An assessment of the fraction of total protein mass affected by cryoconcentration effect was performed. Figure 5a shows the
data as a percentage of affected protein mass for the top half of the Cryowedge. The top half shows lower concentrations than
the nominal for most of the fractions. Approximately 14% of the total protein was at concentrations between 0 and 9 mg/mL
whereas the majority of the mass (~77%) was at concentrations between 9 and 12.5 mg/mL. The most concentrated region (19.5
to 23 mg/mL) accounted for 20% of the total protein in the initial solution load. Along similar lines, the osmolality distribution
had three distinct regions of 90–140 mOsm/kg, 140–190 mOsm/kg, and 190–240 mOsm/kg which accounted for 25, 44, and 17% respectively,
followed by a small region of 14% where osmolality values were between 240 to 340 mOsm/kg (Figure 5b). Analysis of the bottom
half shows that ~48% of the total protein was at a concentration range of 10–20 mg/mL, whereas 32, 14, 5, and 11% lay in concentration
ranges between 20 and 30 mg/mL, 30 and 40 mg/mL, 40 and 50 mg/mL, and 60 and 70 mg/mL, respectively (Figure 5a). Osmolality
trended in a similar fashion: 150–315 mOsm/kg and 315–480 mOsm/kg accounted for 52 and 27%, respectively. The highest osmolality
fraction (975–1,140 mOsm/kg) accounted for ~3% of the solution (Figure 5b).

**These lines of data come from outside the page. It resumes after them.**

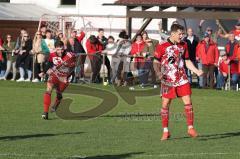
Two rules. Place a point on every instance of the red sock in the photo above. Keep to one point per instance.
(57, 102)
(165, 117)
(46, 101)
(189, 114)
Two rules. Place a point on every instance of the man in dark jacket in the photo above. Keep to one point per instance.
(104, 41)
(76, 47)
(192, 42)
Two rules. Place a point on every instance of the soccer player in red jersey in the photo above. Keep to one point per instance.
(61, 65)
(170, 58)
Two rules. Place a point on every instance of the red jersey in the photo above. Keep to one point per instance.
(171, 57)
(63, 66)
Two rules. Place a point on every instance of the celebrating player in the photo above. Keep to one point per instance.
(169, 61)
(61, 65)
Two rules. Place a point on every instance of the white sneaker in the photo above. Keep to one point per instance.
(28, 80)
(35, 80)
(20, 80)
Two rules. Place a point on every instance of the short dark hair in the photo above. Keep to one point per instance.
(100, 29)
(176, 27)
(59, 43)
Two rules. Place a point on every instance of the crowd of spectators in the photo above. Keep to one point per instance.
(123, 59)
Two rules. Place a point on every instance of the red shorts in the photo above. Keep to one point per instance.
(173, 92)
(60, 86)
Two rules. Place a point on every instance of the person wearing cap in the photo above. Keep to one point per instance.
(208, 54)
(235, 31)
(231, 51)
(223, 70)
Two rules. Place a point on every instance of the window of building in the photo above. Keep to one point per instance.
(68, 2)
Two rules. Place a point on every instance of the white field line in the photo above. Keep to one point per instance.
(140, 155)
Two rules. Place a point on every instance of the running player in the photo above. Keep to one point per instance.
(170, 58)
(61, 65)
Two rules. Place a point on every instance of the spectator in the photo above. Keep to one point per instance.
(61, 37)
(212, 35)
(80, 50)
(94, 49)
(119, 52)
(20, 40)
(223, 70)
(231, 49)
(43, 31)
(24, 59)
(39, 56)
(207, 52)
(139, 55)
(48, 43)
(235, 31)
(104, 41)
(150, 49)
(192, 42)
(9, 46)
(164, 33)
(2, 60)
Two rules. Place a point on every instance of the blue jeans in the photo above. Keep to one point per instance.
(220, 80)
(200, 79)
(235, 77)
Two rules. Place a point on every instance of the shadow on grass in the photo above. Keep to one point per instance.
(210, 136)
(22, 137)
(219, 136)
(118, 156)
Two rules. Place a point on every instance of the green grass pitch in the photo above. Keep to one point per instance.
(125, 132)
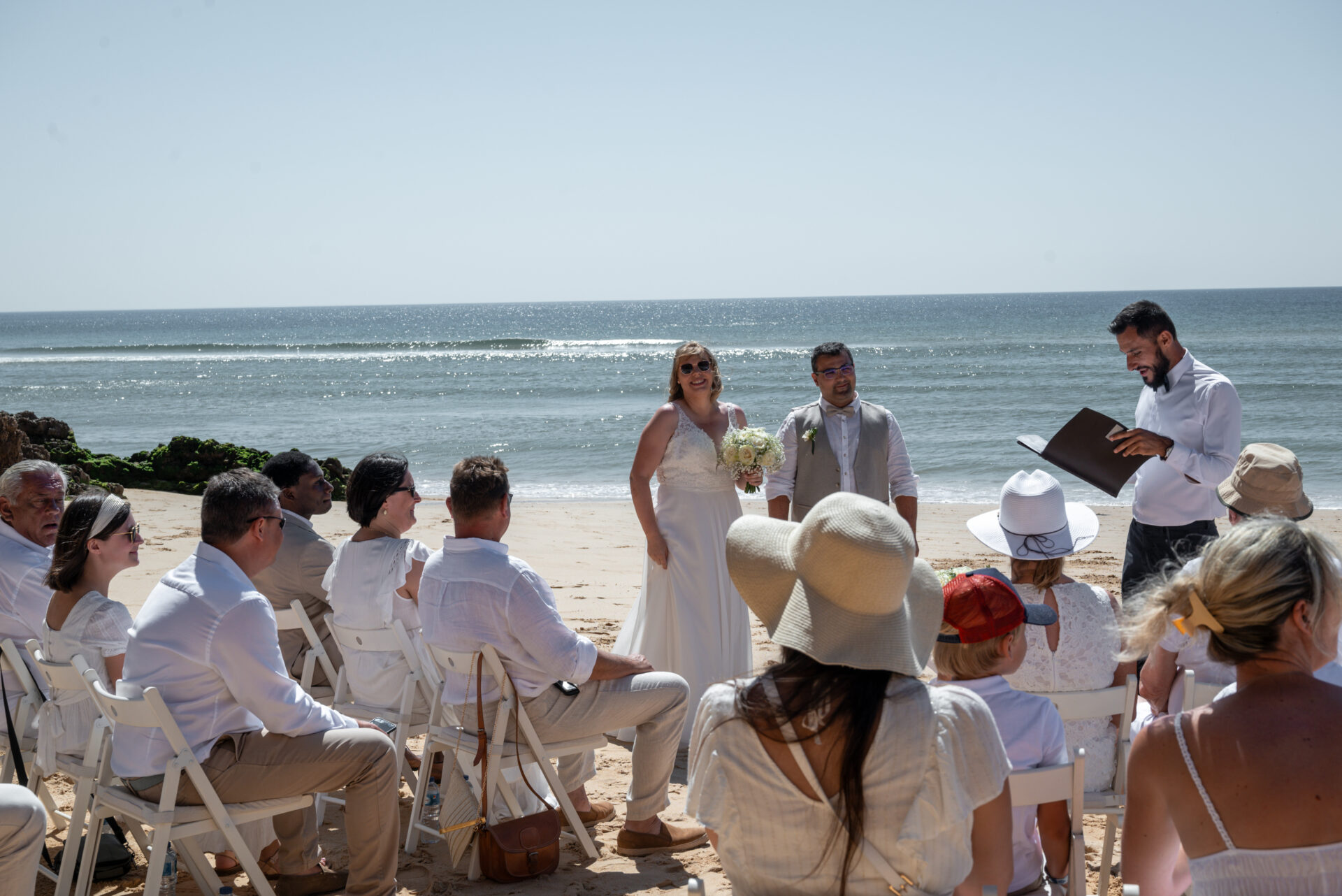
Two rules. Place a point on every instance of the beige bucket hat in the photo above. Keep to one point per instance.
(1267, 479)
(842, 586)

Material was collected from around each sample port position (Figure 1 in Part 1) for the top and bottom half of the MAb solution
block, and density was measured on the resulting thawed solution. Figure 6 shows the contour map for the solution density
gradient trapped in the frozen state as a function of cryowedge depth and sample position. The highest solution density is
seen around position 3 and is higher in the bottom halves. It is likely that the concentration and osmolality differences
between the top and bottom halves (in a relatively small total depth of 7.5 cm) is a consequence of a convective effect created
by these density gradients in solution during cooling.
Several studies have been published investigating cryoconcentration effects in various freezing systems, as reviewed in the
introduction. The reported results from these studies are in general agreement with the results observed in our study. With
all the current results and previous studies taken together, it is clear that cryoconcentration is inevitable for all practical-scale
freezing systems. Additionally, the extent of freeze concentration may be proportional to the solution depth because of density
gradient-driven convection during the freezing process.